The mysterious occurrences, unexplained for several days, attracted speculation on social media. Were the statutes being renovated? Was it part of Dark Mofo’s branding? Was it a joke? Once the revelation came that the covered statues were an artwork, the debate continued.
Here’s some of the media coverage:
The ‘queering’ of Hobart’s monuments: ridiculous pink condoms or important public art? by Kate Hennessy, The Guardian
Dark Mofo installation means a colourful dress code for city’s statues by Zara Gudnason, Mercury
On a more sober note, Dark Mofo this year coincided with news of the tragic mass shooting at the Pulse nightclub in Orlando, Florida. On 20 June in Hobart the Franklin Square fountain was decorated with rainbow water for a candlelight vigil to honour the victims…..and the plastic-wrapped statues now became an even stronger statement than the artist could have imagined.

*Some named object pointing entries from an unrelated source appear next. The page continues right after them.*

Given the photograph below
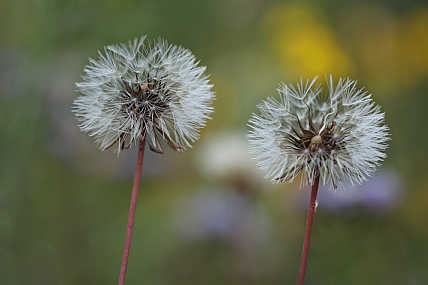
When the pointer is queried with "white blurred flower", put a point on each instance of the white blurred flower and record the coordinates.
(140, 91)
(340, 135)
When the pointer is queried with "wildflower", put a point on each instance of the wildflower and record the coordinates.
(141, 91)
(339, 135)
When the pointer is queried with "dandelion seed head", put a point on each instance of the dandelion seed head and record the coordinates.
(145, 91)
(339, 134)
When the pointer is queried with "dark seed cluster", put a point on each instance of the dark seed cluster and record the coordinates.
(146, 102)
(313, 141)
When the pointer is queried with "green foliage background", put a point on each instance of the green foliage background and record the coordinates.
(64, 203)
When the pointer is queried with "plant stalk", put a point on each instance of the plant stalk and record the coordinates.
(132, 208)
(308, 231)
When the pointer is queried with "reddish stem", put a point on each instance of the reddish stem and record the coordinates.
(132, 207)
(308, 231)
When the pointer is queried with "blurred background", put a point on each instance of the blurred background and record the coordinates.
(207, 216)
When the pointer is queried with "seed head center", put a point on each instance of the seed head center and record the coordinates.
(316, 141)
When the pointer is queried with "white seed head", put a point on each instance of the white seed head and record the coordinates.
(140, 91)
(340, 135)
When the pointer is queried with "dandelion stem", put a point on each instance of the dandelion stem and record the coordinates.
(132, 208)
(308, 231)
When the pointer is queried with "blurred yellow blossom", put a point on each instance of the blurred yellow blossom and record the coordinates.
(305, 45)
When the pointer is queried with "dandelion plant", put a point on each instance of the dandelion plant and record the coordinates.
(335, 136)
(143, 92)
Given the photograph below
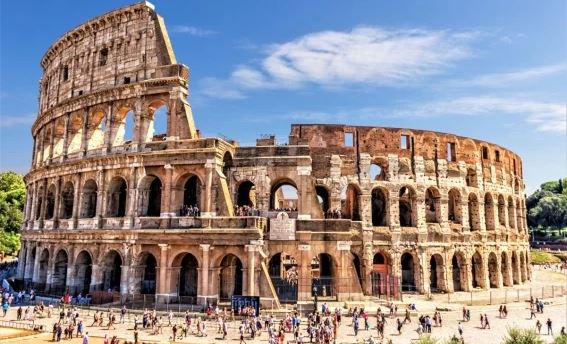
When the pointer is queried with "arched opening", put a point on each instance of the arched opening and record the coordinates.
(432, 205)
(123, 127)
(192, 192)
(283, 272)
(149, 193)
(377, 172)
(230, 277)
(505, 269)
(84, 269)
(157, 127)
(407, 205)
(474, 213)
(477, 271)
(111, 271)
(322, 198)
(455, 214)
(323, 275)
(67, 198)
(189, 278)
(493, 270)
(50, 206)
(97, 127)
(350, 196)
(459, 274)
(489, 212)
(409, 268)
(511, 213)
(246, 194)
(117, 195)
(284, 196)
(379, 207)
(43, 267)
(59, 277)
(501, 211)
(437, 274)
(148, 264)
(88, 209)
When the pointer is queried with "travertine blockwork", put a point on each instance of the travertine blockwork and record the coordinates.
(112, 204)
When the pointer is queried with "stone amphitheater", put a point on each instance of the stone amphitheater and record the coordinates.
(125, 197)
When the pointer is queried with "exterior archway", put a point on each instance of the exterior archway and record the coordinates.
(230, 277)
(111, 271)
(89, 199)
(437, 274)
(117, 197)
(493, 272)
(477, 269)
(455, 213)
(59, 276)
(380, 207)
(83, 272)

Cigdem had a chance to discuss Plastic Histories directly with the Dark Mofo audience via her residency in the Long Gallery at Salamanca Arts Centre during the festival. An exhibition entitled Plastic Histories Unpacked provided some context and glimpse into the work’s development. Cigdem even provided an opportunity for direct feedback, inviting people to leave their thoughts on post-it notes in the gallery.
Plastic Histories was first presented as part of the Vryfees Festival in Bloemfontein, Free State, South Africa in July 2014, the first artist’s commission by one of SAC’s Festival partners coming through SITUATE Art in Festivals Arts Lab 2013.
Main image: Cigdem Aydemir preparing for her work Plastic Histories as part of Dark Mofo in June 2016. Image by Sandi Sissel.